London. Its epithets trip automatically, almost thoughtlessly, off the tongue: financial centre, world city. Go back a few centuries and you find them still: birthplace of modern parliamentary democracy, the city that ended the slave trade. Rich with history, re-imagined countless times in literature, London has squatted in the global consciousness for half a thousand years.
But for reporter Ben Judah these labels have become insufficient to describe what he sees all around him. “I was born in London but I no longer recognize this city,” he writes early on in the book. “A city where at least 55 per cent of people are not ethnically British, nearly 40 per cent were born abroad, and 5 per cent are living illegally in the shadows.”

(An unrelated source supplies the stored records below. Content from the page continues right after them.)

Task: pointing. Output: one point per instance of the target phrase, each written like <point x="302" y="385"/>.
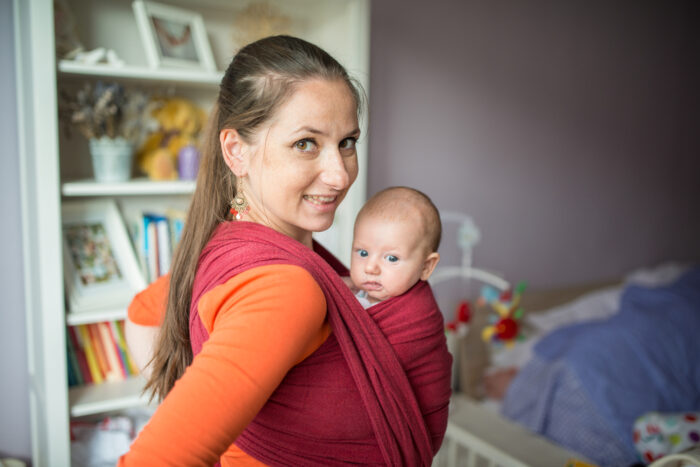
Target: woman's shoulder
<point x="266" y="287"/>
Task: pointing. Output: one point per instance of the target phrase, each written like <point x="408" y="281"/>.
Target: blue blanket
<point x="644" y="358"/>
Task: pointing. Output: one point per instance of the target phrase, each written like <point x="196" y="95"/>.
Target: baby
<point x="396" y="237"/>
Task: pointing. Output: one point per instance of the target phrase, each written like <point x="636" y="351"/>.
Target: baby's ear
<point x="429" y="265"/>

Judah wants to explore this reconfiguration of London, something he senses but initially doesn’t understand, and his method for doing so is to immerse himself in his home city. As he says: he wants to see everything for himself. The book duly opens at Victoria Station (“Our miserable Ellis Island”) where coaches unload “Paris, Bucharest and Rome”. It is, Judah tells us, “the point at which our society is changing”.

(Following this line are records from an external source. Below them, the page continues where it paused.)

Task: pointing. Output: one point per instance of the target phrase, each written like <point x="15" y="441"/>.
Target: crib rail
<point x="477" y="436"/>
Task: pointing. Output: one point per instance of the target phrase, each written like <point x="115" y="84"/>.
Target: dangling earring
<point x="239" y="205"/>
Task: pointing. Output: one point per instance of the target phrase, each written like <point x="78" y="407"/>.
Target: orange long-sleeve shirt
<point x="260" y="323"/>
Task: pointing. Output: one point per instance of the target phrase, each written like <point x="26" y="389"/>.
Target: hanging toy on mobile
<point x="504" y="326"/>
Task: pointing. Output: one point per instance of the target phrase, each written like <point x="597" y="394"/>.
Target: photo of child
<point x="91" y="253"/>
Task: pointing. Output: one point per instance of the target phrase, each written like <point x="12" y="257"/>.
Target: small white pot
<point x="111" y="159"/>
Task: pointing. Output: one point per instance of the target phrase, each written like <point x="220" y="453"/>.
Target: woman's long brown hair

What follows is a descent into the immigrant underbelly of London. The exploration of a city that, as a policeman tells him, is now little more than a “patchwork of ghettos.” He explains:
“Right here is Peckham, you have the Africans, over in Whitechapel we have the Bengalis, further east from there we have the Pakistanis, and west from here in Brixton we have the Jamaicans. I could go on, and on, and on.”
But this policeman is no nativist racist. He is a Nigerian immigrant to London. And his story is the story of London in microcosm – one that Judah tells with exceptional skill and acuity. Arriving here in 1989 the policeman (he is only ever named as such) dreamt of being a businessman, of making money – “he thought he might become a millionaire, or even more: the next big one”. Six months later he was homeless and crying himself to sleep.

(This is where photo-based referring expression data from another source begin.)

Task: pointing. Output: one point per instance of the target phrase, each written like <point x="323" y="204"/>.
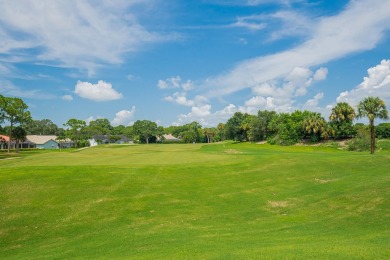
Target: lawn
<point x="218" y="201"/>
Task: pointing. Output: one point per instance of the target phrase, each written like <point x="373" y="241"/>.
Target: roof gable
<point x="41" y="139"/>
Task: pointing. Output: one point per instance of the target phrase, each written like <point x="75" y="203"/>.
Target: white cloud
<point x="74" y="34"/>
<point x="175" y="82"/>
<point x="123" y="117"/>
<point x="377" y="83"/>
<point x="320" y="74"/>
<point x="67" y="97"/>
<point x="181" y="99"/>
<point x="332" y="38"/>
<point x="250" y="22"/>
<point x="102" y="91"/>
<point x="9" y="89"/>
<point x="312" y="103"/>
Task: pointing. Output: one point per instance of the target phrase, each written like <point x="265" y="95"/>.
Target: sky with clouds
<point x="174" y="62"/>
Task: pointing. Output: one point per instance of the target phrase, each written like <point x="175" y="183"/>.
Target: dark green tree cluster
<point x="276" y="128"/>
<point x="290" y="128"/>
<point x="14" y="111"/>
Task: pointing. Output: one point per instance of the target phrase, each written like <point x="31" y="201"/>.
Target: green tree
<point x="315" y="126"/>
<point x="382" y="130"/>
<point x="76" y="131"/>
<point x="188" y="133"/>
<point x="341" y="119"/>
<point x="145" y="129"/>
<point x="287" y="129"/>
<point x="14" y="110"/>
<point x="42" y="127"/>
<point x="18" y="135"/>
<point x="160" y="133"/>
<point x="61" y="138"/>
<point x="100" y="126"/>
<point x="237" y="127"/>
<point x="221" y="131"/>
<point x="210" y="133"/>
<point x="372" y="107"/>
<point x="260" y="125"/>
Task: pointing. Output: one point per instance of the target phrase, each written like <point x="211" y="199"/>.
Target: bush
<point x="362" y="141"/>
<point x="382" y="131"/>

But this is London, the city where anything is possible. The policeman managed to find a job as kitchen hand scraping encrusted grease off cauldrons and serving drunken city boys. From there he became – via a stint in a laundry room – a valet in a Chelsea hotel, cleaning up guest-trashed rooms and calming violent prima donnas, under strict instruction to always meet every insult with silence. It was during this time that, perhaps unsurprisingly, “the valet-boy began to fantasize about handcuffing people”.
Then: his big break. The police, he was told, were looking for black recruits and he applied, and applied. Eventually he made it. And so he said goodbye to saying good morning to dyspeptic drunks and exchanged the uniform of a valet for that of a policeman. “London can crush you,” he says, “Or London can transform you. You can rise up here.”
The book is built on stories like this and Judah weaves them together expertly to produce the clearest and most vivid picture of contemporary London written so far this century. It is a London where cityscape meets dreamscape as Judah enters the vertiginous world of Roma fiddlers and Bulgarian beggars and Polish builders that lies beneath the city’s gilded surface of Mayfair bars and boutique hotels.
And he meets them all: Prince, Bright Eyes, The Lawyer, The Fiddler, the men and women trying to survive on London’s streets, with their bad English and unyielding desperation, soaked in quiet suffering and immigrant demotic.
Judah’s reporter’s eye stores almost everything he sees – and what he sees he writes. He spits out rapid-fire sentences like a sten gun. The accretion of layer upon layer of detail brings London viscerally alive to the reader – the London that is all around us that we don’t see. But Judah sees it: From the African tube workers who rise before dawn to ease our passage into work to the eastern European prostitutes who limply congregate on the gloomy streets of Edmonton, he brings the faceless to the fore. In so doing he leads the reader to a final understanding of what London has become: a truly international city, whose very fabric has been altered by the peripatetic trends of globalisation.
Judah never judges; he merely records. He allows modern London to speak for itself – and the book is all the better for it. The overall result is a considerable work of literary non-fiction that is also of significant political and cultural importance. In this book, the reader will find the veneer of 21st century London stripped away to reveal its kaleidoscopic parts, and in Judah 21st century London has found a chronicler worthy of Orwell.